Le site est encore en fouille

Certaines des structures les plus importantes, situées dans le centre sacré, ont été construites en pierre. Les artisans ingénieux ont perfectionné les techniques de sculpture et d'affinage des matériaux de pierre et la combinaison de la grande échelle avec le style architectural développé a fait de la ville un endroit tout à fait unique. Le noyau de la vie du centre effrayé était le temple Akapana. C'était une colline artificielle construite sur 7 niveaux, et cela ressemblait plus à une pyramide de terre à gradins, d'environ 50 pieds de haut. Le sommet de la colline était une plate-forme où se déroulaient les rituels. Il était pavé de roches volcaniques et des canaux de pierre ont été aménagés pour drainer l'eau des terrasses. Aujourd'hui, le temple n'est pas si impressionnant, car il a été détruit par les conquistadors et son matériau a été utilisé pour construire des églises et des maisons locales.

Le monolithe « El Fraile » (« Le Prêtre »)

Au nord d'Akapana se trouve le temple Kalasasaya. C'est un grand temple ouvert allongé et arrondi, entouré de murs faits d'énormes blocs de grès rouge. On pense qu'il a été utilisé comme un ancien observatoire. L'accès est placé au centre du mur oriental sur un escalier de sept marches et il y a deux monolithes en pierre sculptée de chaque côté. À l'intérieur, il y a d'autres monolithes, comme le monolithe du « Prêtre » et la monumentale « Porte du Soleil » qui est l'une des structures les plus célèbres de Tiwanaku. Il est fait d'un seul bloc de roche volcanique et on pense qu'il pèse 44 tonnes. Une autre structure impressionnante est la plus petite « Gateway of the Moon ».

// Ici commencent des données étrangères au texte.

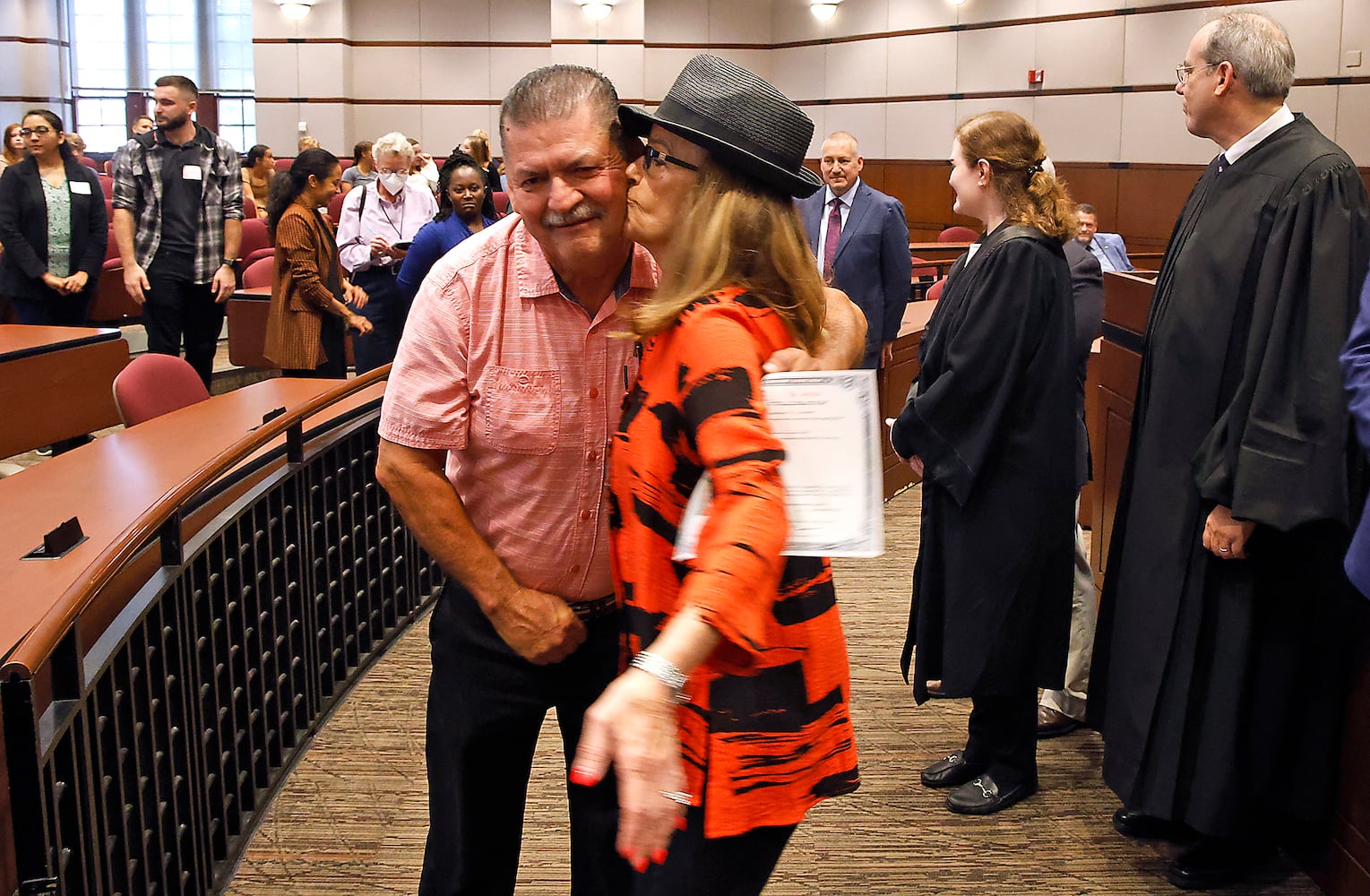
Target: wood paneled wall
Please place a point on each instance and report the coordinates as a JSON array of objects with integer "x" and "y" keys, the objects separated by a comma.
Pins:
[{"x": 1140, "y": 202}]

À l'est de l'accès principal de Kalasasaya se trouve le temple semi-souterrain. Il est fait de grès rouge et ses murs sont décorés de 175 sculptures de visages humains insolites. À l'ouest du temple Kalasasaya se trouve une grande zone rectangulaire connue sous le nom de Putini, qui est toujours en cours de fouille. Du côté est se trouve le site connu sous le nom de Kantatayita et au sud se trouve le grand site archéologique de Puma Punku, où se trouvent des mégalithes pesant plus de 440 tonnes. À l'heure actuelle, il existe plusieurs projets de fouilles dans la région et il ne serait pas surprenant que quelque chose de « nouveau » sorte de la terre de cette civilisation perdue et mystérieuse.